The proposal in essence is to encrypt the entire header, wrap it in a new element and decorate that with plaintext copies of the actor(role) and mustUndertand attributes. But this does not meet the stated requirement. As Corinna Witt (BEA) pointed out to me, in order to decide if you can process a header, mandatory or not, you must know the name of the header (outermost) element. Under this proposal you must decrypt the message anyway to find this out. Thus at the most basic level the proposal does not meet its own requirement.

Perhaps this could be rectified also by echoing the name of the header in the surrounding wrapper. However this raises new questions. Suppose it is a requirement to keep the name of the header secret? Since I have not been able to think of any encryption uescases, I do not feel confident asserting this will never be the case. Then this scheme will not be allowed.

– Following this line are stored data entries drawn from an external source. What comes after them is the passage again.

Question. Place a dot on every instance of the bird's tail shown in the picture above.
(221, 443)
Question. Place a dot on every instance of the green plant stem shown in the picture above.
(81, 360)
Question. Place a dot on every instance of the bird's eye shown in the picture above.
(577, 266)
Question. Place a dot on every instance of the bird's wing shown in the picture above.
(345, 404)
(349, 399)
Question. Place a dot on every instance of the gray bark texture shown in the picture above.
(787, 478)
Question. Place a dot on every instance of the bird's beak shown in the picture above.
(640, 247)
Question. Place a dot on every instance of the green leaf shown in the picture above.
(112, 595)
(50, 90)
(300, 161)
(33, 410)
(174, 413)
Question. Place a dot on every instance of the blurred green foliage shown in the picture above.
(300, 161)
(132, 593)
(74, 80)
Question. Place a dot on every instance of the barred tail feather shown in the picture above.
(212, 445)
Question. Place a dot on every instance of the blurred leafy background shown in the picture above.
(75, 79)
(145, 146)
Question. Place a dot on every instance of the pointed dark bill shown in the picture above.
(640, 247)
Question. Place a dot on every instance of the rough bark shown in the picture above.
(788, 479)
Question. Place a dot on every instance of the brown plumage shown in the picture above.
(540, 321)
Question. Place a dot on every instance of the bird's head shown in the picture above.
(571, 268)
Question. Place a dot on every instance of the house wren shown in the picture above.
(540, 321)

Meanwhile we have to implement a complex scheme with many unspecified details. Now we have two processing models, one for body and one for headers. Actually since this scheme is not mandatory, three models, since headers can be done two ways. We also  have duplicated information (header name, actor/role & mustUnderstand). What if the copies differ? Is it an error or does one control?

This does not seem worth it to optimize a rare case.

Perhaps there is a case we should worry about. What if a SOAP node fails to detect a header directed to its role and marked mandatory, because it is decrypted by a role that operates later on as by virtue of the order the message is routed. This might cause it to violate the rules quoted above.

One view is that since SOAP explicitly says there is no way to assure or determine the order a message will reach a node supporting a given role (except for the ultimate recipient) that this problem does not need to be addressed. Certainly covering all the cases would be difficult, but perhaps we can prevent a few common errors. 

For example, we could create a rule that the node supporting the ultimate recipient role generate a fault if an unprocessed security header is left in the message. It might also be possible to add a rule saying that a sender must never encrypt a header directed at a different role from the security header controlling the encryption. Correspondingly the receiver would be required to generate a fault if such a case was detected in a received message. However, perhaps some would view the latter rule (or even both of them) as unduly restrictive to MEP choice.

It is entirely possible that I have failed to understand some aspects of the proposal or properly interpret the requirements. I hope that others will be able to clarify my thinking. For me the most useful information would be for someone to give an example of a receiver's processing model, showing how the steps would be facilitated by new features.

I will add a final thought on schema checking. Different alternative approaches are discussed in the proposal in terms of whether or not the final (encrypted) form of the message was schema valid. I think it is important to keep in mind the purpose behind schema checking. It is to determine if the thing you are processing is at least roughly the sort of object you expect. I don't see the point of having every schema point here and there and say there might be encrypted data here, but not really checking if after decryption, you got what you expected. There is no real benefit in terms of catching errors early.

Some people believe the XML Encryption WG should have solved the problem of encrypted data not being schema valid. Since they did not, perhaps XML or Schema or SOAP should adopt the formal or informal rule that encrypted data is a special case and is valid anywhere. That would be no worse than current solutions and would eliminate the need to do it individually in each spec. In any case I do not think this is a problem WSS is responsible for solving.